On peut donner et contre-donner pour bien des raisons : amour de l’au­tre, gratitude, reconnaissance, sens de l’équilibre ou du devoir, re­cherche de l’estime ou du statut, crainte de perdre la face, ou pour que l’autre continue de donner. Une forme classique de lien social, l’at­tachement d’un individu à ceux avec lesquels il est en relation in­stitutionnelle, est le sentiment que la personne a envers une (des) au­tre(s) une dette qu‚elle ne peut jamais entièrement repayer : dettes envers les parents, l’Empereur (cas japonais), mais ces sentiments existent souvent envers des groupes, des collectivités, des entités so­ciales (Patrie) ou des divinités créatrices. La notion de réseau rap­pelle qu’on donne en général plus facilement lorsqu’on connaît celui qui reçoit. Le réseau permet de savoir si l’aide offerte procure plaisir et de s’informer si les autres donnent aussi.

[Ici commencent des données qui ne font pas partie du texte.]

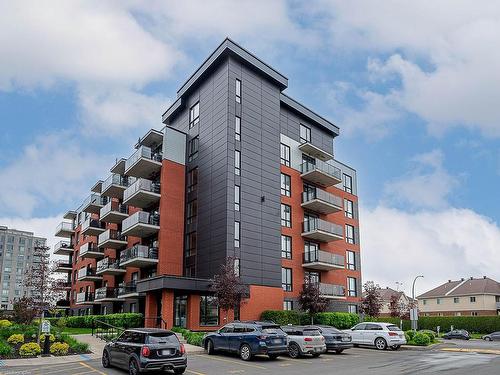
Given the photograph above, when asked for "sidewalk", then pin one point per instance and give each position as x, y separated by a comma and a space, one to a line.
96, 347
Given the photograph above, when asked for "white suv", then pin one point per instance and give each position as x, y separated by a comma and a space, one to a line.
380, 335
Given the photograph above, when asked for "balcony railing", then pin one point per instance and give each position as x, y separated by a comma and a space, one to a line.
322, 260
321, 173
321, 201
139, 255
321, 230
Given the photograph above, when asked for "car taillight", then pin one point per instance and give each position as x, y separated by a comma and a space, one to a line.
145, 352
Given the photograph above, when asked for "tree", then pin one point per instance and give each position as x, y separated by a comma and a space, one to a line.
310, 300
371, 303
227, 287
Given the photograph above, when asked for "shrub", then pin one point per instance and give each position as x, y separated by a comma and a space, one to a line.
15, 339
30, 349
421, 339
5, 323
59, 348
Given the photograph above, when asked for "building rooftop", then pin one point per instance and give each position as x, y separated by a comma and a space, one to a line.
463, 287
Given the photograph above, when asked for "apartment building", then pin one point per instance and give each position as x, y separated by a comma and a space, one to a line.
464, 297
16, 258
240, 171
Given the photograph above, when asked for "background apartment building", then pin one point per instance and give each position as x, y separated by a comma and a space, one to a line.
16, 258
240, 171
465, 297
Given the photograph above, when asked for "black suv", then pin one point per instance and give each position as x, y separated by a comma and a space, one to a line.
146, 349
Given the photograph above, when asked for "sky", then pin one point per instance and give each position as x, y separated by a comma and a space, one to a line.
413, 86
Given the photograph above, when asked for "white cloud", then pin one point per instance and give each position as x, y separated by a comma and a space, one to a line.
443, 53
448, 244
52, 170
428, 184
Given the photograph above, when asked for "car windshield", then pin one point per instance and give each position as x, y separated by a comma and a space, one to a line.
162, 338
393, 328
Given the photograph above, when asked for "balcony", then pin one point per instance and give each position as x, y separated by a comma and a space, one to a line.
320, 230
108, 266
112, 239
94, 203
139, 256
142, 193
65, 229
321, 202
113, 212
88, 274
106, 294
115, 185
63, 266
91, 250
128, 290
143, 163
331, 291
85, 298
320, 173
92, 227
322, 261
315, 151
63, 248
141, 224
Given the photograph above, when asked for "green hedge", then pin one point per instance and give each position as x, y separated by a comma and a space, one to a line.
335, 319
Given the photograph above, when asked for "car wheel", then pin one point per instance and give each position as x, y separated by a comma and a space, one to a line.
245, 352
210, 347
380, 344
133, 367
293, 350
105, 360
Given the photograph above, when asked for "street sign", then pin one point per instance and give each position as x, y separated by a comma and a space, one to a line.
45, 326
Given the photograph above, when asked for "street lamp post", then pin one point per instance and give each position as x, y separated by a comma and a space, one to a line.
414, 316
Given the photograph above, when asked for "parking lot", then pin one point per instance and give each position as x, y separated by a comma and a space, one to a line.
354, 361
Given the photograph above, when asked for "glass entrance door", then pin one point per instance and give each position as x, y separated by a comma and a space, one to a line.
180, 311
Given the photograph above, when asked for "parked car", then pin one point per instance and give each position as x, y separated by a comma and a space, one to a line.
495, 336
380, 335
145, 349
304, 340
248, 339
460, 334
335, 339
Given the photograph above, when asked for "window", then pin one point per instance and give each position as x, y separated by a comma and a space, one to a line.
287, 305
236, 234
237, 162
192, 211
193, 149
352, 290
237, 197
348, 208
305, 134
351, 260
286, 279
286, 247
286, 216
238, 91
349, 234
237, 128
347, 183
286, 185
209, 311
285, 154
192, 180
194, 115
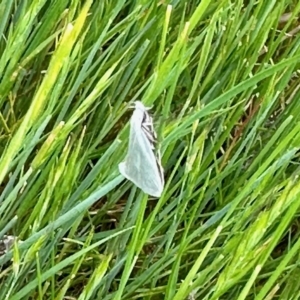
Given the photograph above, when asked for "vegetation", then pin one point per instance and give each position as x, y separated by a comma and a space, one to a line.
222, 80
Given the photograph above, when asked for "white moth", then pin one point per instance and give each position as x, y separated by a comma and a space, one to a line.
141, 165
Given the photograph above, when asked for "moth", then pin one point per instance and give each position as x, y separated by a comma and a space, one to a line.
142, 165
6, 243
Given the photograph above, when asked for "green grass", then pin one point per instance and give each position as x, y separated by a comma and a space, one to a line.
223, 81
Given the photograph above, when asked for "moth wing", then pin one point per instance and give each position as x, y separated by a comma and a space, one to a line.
140, 165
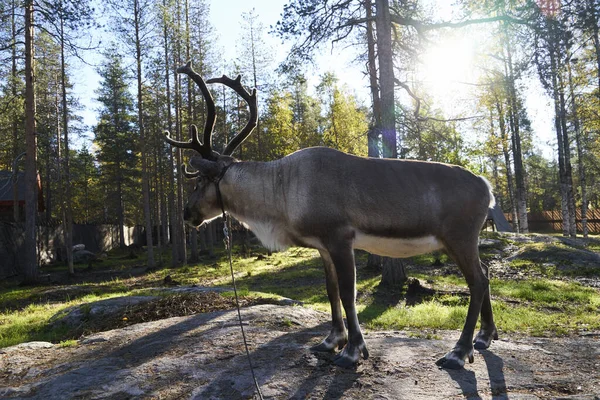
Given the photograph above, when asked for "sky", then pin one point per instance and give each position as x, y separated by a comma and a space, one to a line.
449, 67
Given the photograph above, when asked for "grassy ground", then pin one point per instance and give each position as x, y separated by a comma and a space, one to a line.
534, 289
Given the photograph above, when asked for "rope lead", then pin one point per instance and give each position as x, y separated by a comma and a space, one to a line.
228, 240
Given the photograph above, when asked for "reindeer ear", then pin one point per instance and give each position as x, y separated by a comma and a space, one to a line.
207, 168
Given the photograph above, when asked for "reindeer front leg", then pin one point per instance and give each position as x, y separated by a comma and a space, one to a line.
342, 257
337, 337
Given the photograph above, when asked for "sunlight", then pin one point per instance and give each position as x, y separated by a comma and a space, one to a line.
447, 66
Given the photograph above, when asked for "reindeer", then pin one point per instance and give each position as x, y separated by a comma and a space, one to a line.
335, 202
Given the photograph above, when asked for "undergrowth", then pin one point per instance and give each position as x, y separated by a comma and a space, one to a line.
546, 303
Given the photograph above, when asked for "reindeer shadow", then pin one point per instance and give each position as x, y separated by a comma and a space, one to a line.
467, 380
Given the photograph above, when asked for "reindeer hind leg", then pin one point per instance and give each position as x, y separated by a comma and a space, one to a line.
337, 337
465, 252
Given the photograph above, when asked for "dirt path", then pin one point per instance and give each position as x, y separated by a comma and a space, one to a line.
202, 357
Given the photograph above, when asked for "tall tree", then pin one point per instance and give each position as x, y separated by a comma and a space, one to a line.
30, 269
134, 24
115, 135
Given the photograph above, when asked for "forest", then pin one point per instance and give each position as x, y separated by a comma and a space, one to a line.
127, 175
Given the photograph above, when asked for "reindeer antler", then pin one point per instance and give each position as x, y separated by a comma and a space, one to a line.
204, 148
236, 85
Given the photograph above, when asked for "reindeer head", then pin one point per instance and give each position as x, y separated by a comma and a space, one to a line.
209, 166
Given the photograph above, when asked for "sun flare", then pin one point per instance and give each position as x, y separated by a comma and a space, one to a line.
447, 66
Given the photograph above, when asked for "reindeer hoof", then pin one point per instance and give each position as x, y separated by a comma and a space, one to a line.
348, 357
453, 360
331, 343
484, 339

La globalisation n‚est pas la meilleure économie possible pour le plus grand nombre. La technique ne justifie aucunement la globalisation. C’est l’absence de réflexion sur le don, sur le rôle de l’information dans les conceptions sociales qui limitent la société à l’horreur ac­tuelle. Nous montrerons ci-dessous comment la théorie de l’informa­tion marchandise, véhiculée par les organisations dominantes, ré­sulte d’une conception monothéiste du marché et débouche sur la propagande et la censure. Puis nous établirons comment le don, re­fusant que l’information n’ait qu’une valeur quantitative, renoue avec la tradition de l’homme-mesure de toutes choses, conquérant de sa li­berté.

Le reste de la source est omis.